Consider the cross of Christ: the greatest evil in human history, and yet predestined by God (Acts 2:23; 4:28). God predestined the murder of Jesus because by it sinners are saved (Heb 2:10) and Christ is glorified (Phil 2:9–11). If God had righteous purposes in ordaining the greatest evil in human history, then there is every reason to believe that he also has righteous purposes in permitting the Fall and all the subsequent evil throughout history.

 

Concluding Thoughts

We have seen that the proponent of the argument from evil cannot sustain the assumption underlying their argument, that God could not have good reason for permitting evil. As such, the conclusion that the existence of evil disproves the existence of a perfectly good and all-powerful God is unwarranted. Furthermore, we have seen that God’s self-revelation in Scripture gives us reason to believe that he is justified in permitting evil, even when we cannot know what those reasons are in full. Such a perspective is eminently practical, for when faced with suffering we can cling to our Heavenly Father like a two-year-old clings to his father: not having all the answers, but knowing that he is good.

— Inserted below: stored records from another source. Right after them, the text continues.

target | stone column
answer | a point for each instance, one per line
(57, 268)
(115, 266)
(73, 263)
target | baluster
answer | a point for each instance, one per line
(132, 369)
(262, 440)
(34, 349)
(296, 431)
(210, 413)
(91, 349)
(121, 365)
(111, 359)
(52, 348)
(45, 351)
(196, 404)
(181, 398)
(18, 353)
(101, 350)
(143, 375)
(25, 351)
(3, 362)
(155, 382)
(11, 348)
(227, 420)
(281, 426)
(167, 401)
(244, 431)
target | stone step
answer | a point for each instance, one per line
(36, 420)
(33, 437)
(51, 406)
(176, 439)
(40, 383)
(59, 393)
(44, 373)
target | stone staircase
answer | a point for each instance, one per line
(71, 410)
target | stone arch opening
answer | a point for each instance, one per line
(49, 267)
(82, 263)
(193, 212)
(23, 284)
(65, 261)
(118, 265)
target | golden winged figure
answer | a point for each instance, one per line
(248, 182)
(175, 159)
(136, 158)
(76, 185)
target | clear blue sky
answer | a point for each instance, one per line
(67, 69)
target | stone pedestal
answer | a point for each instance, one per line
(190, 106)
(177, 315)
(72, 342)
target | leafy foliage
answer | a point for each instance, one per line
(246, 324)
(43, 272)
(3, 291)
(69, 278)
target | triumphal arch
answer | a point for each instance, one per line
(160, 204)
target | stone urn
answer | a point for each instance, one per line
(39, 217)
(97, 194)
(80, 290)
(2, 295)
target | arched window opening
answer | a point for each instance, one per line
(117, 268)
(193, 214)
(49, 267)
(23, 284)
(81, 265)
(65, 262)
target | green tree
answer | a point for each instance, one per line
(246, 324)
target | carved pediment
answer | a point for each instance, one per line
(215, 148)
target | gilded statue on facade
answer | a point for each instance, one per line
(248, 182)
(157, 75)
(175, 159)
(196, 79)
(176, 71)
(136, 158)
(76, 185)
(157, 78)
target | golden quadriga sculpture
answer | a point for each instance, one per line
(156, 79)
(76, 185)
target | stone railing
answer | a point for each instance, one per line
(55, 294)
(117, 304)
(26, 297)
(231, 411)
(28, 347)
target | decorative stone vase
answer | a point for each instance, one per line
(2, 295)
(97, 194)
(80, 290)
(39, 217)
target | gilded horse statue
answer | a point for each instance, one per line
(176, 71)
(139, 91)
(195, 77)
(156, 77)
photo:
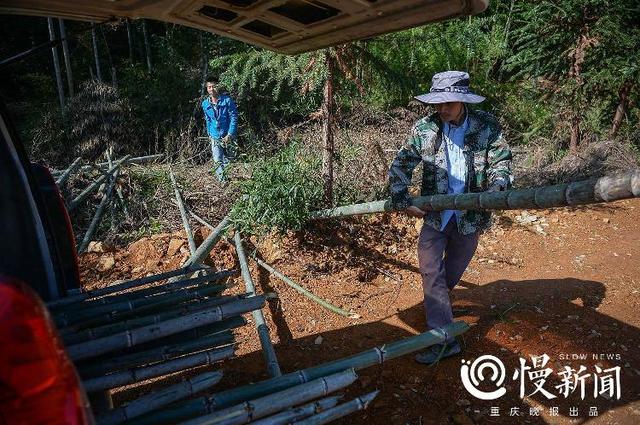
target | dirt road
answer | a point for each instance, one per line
(564, 282)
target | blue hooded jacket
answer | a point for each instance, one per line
(221, 117)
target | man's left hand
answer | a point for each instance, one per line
(495, 188)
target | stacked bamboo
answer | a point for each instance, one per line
(604, 189)
(145, 328)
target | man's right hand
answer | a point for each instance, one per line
(414, 211)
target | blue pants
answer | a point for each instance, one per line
(443, 258)
(220, 158)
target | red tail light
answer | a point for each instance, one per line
(38, 383)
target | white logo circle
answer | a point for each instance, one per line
(473, 373)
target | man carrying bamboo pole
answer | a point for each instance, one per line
(461, 151)
(221, 118)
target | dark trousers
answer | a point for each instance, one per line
(443, 258)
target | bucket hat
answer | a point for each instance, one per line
(450, 86)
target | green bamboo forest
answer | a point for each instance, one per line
(560, 76)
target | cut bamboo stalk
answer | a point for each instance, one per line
(105, 165)
(104, 314)
(118, 379)
(137, 359)
(604, 189)
(270, 358)
(151, 291)
(96, 184)
(121, 286)
(201, 220)
(169, 327)
(207, 245)
(200, 406)
(130, 324)
(98, 214)
(160, 398)
(183, 214)
(300, 412)
(359, 403)
(304, 291)
(273, 403)
(67, 173)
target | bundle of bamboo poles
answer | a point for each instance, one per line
(286, 387)
(148, 327)
(604, 189)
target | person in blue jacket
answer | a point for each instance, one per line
(221, 117)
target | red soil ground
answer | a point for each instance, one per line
(566, 283)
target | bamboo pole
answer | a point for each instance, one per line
(71, 338)
(604, 189)
(56, 63)
(66, 56)
(160, 398)
(104, 314)
(104, 166)
(67, 173)
(118, 379)
(183, 214)
(268, 351)
(276, 402)
(304, 291)
(207, 245)
(98, 214)
(143, 334)
(300, 412)
(359, 403)
(377, 355)
(140, 358)
(191, 283)
(93, 186)
(120, 286)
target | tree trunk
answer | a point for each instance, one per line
(621, 110)
(56, 63)
(147, 47)
(327, 132)
(67, 58)
(114, 79)
(96, 56)
(130, 40)
(575, 134)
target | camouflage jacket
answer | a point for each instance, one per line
(486, 153)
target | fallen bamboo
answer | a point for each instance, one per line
(207, 245)
(137, 336)
(98, 214)
(604, 189)
(268, 351)
(300, 412)
(154, 290)
(342, 410)
(118, 379)
(77, 337)
(105, 165)
(94, 186)
(121, 286)
(160, 398)
(104, 314)
(140, 358)
(183, 215)
(64, 176)
(189, 408)
(276, 402)
(304, 291)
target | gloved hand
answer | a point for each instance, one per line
(495, 188)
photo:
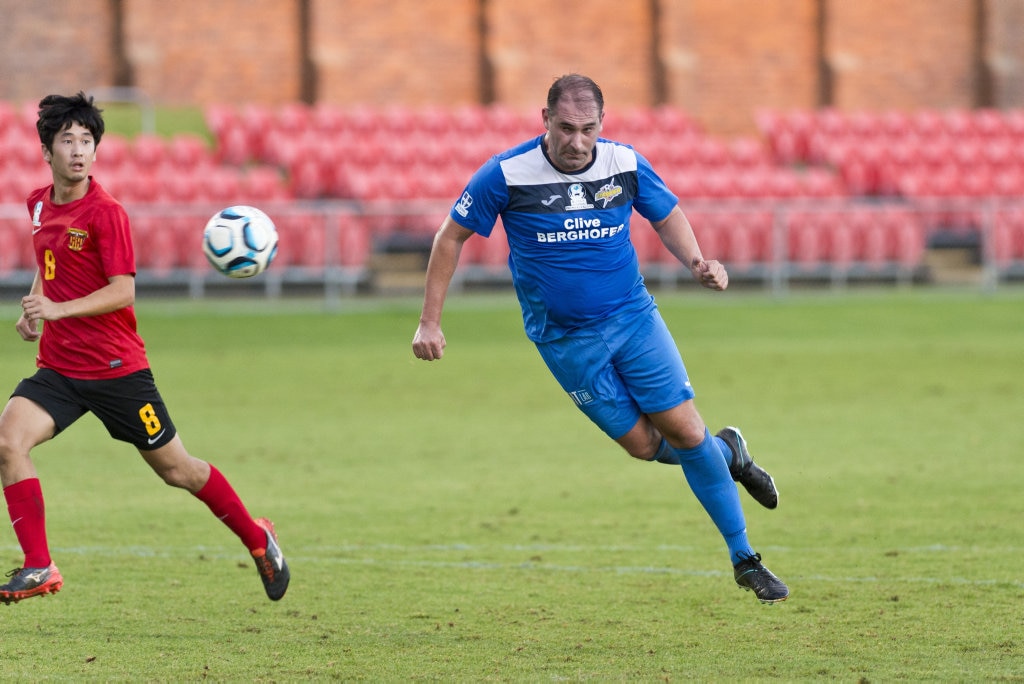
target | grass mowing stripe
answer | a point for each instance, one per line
(461, 520)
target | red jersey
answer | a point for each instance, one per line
(79, 246)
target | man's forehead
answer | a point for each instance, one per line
(580, 107)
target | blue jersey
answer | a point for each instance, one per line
(571, 260)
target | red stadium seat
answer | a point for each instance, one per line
(187, 151)
(147, 150)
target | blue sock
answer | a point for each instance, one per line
(709, 477)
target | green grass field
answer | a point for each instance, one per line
(460, 520)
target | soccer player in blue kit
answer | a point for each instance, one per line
(565, 199)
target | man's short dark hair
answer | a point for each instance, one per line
(56, 113)
(577, 87)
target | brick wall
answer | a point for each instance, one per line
(50, 46)
(726, 58)
(407, 51)
(720, 59)
(901, 55)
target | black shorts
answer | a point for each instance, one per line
(130, 407)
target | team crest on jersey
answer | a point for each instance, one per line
(76, 239)
(607, 193)
(578, 198)
(465, 202)
(582, 396)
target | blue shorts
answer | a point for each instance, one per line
(616, 371)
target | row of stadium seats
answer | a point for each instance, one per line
(975, 154)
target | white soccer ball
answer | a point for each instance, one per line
(240, 242)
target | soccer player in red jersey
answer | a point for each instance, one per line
(91, 357)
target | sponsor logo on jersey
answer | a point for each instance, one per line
(582, 396)
(465, 202)
(607, 194)
(578, 198)
(581, 228)
(76, 239)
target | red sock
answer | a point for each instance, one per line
(28, 516)
(220, 497)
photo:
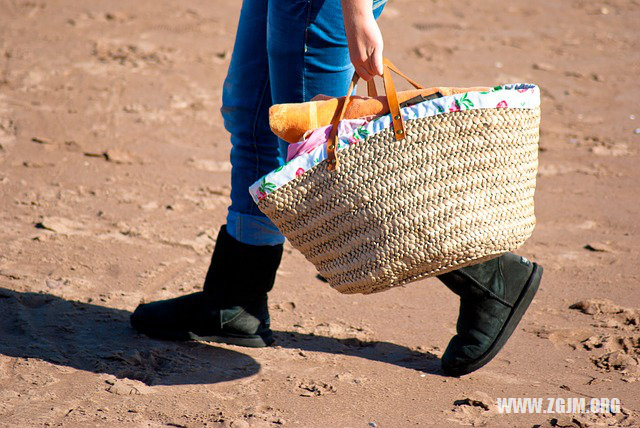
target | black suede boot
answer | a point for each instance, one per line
(232, 308)
(494, 296)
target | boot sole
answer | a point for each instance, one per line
(249, 341)
(520, 307)
(254, 341)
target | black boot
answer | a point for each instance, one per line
(494, 296)
(232, 308)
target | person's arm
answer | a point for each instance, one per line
(363, 37)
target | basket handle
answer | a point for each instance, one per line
(392, 100)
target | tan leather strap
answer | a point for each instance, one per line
(401, 74)
(371, 89)
(392, 100)
(332, 142)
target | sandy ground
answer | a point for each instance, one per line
(114, 179)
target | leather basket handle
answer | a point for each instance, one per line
(392, 100)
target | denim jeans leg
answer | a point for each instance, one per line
(286, 51)
(246, 99)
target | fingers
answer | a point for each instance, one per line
(375, 62)
(363, 72)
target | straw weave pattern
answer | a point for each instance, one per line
(456, 191)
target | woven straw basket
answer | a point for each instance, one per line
(455, 190)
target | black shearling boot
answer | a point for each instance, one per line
(232, 308)
(494, 296)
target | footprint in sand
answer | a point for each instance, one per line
(621, 343)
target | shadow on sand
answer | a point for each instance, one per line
(99, 339)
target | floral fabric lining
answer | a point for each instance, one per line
(526, 96)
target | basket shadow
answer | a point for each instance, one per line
(99, 339)
(384, 352)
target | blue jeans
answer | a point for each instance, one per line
(286, 51)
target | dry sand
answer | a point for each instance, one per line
(114, 179)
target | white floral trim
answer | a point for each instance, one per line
(522, 95)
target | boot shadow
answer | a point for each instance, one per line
(99, 339)
(385, 352)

[1] By the term ‘permit’, I do not mean ‘mere permission’, as though there is a class of actions that God does not ordain but merely permits. Rather, divine permission is one of the means by which God ordains that certain things come to pass. It stresses the unique relationship between God and evil. Nevertheless, what God permits, he also ordains. For a fuller discussion of this point, see David Mathis, ‘Does God Permit Sin?’, 31st August 2007.

[2] This degree of complexity warns both believer and sceptic against presumption in setting the terms of the discussion about how God’s sovereign will should be morally evaluated.

[3] For an in-depth, technical discussion of how these analogies fail to demonstrate that God’s sovereignty makes him morally culpable for sin, see Guillaume Bignon, Excusing Sinners and Blaming God: A Calvinist Assessment of Determinism, Moral Responsibility, and Divine Involvement in Evil.

[4] This is not to say that we as creatures can do anything we like and then use God’s glory as an excuse to justify evil. Paul addresses this very issue in Romans 3:5-8. Again, this is where the Creator–creature distinction is vital. God, the sovereign over history, can ordain evil acts without being morally culpable. If we sin and use God’s glory as an excuse, we are morally culpable.

[5] This is not to say that generally trustworthy parents never make mistakes or do the wrong thing; as children grow they must learn appropriate assertiveness and autonomy. But, generally speaking, it is rationally justifiable to trust someone who has consistently proven themselves trustworthy in the past. How much more is such a belief justified with respect to God, who has proven himself completely trustworthy through his faithfulness in the Scriptures and in whom ‘there is no variation or shadow due to change’ (Jas 1:17).